【日台ビジネス最前線】台湾半導体・AIサプライチェーン現場速報(2026年9月上旬号/10選+J&T考察)

J&T Consulting 代表メッセージ / プロフィール

台湾専門として28年の実務実績・日系企業500社以上の進出と支援を現場で泥臭く遂行してきました。

ネットや大手新聞のニュースには絶対に出てこない『現地工場の生の声と一次情報』をお届けします。

 

 

【セクション1】台湾企業最新動向:現場で起きている地殻変動10選

 

【TSMC】A16(1.6nm)裏面電源供給(BSPDN)量産ラインで極薄ウエハ固定用サポートキャリアおよび光解離剥離テープの試送を急増

TSMCは新竹宝山ファブにおいて、A16プロセス(1.6nm級)から本格導入する裏面電源供給(BSPDN)の量産検証を急ピッチで進めています。
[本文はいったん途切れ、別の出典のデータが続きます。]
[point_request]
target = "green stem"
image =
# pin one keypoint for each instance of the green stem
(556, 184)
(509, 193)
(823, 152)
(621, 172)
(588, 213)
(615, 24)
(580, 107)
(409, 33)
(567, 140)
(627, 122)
シリコンウエハを極限まで薄削(数マイクロメートル単位)して裏面配線層を形成する際、ウエハの破損や応力歪みを防ぐ「一次固定用サポートキャリア」および「光解離・熱解離可能な仮貼り接着フィルム」の歩留まり向上を図っており、日本の高分子化学メーカーからの高耐熱保護材のサンプル調達を拡大しています。

 

J&Tの考察(日本企業へのアドバイス):

極薄ウエハ固定用の仮貼り接着テープ、解離型高分子材料、極薄研削用ダイヤモンド砥石を持つ日本の化学・精密加工メーカーにとって絶好の機会です。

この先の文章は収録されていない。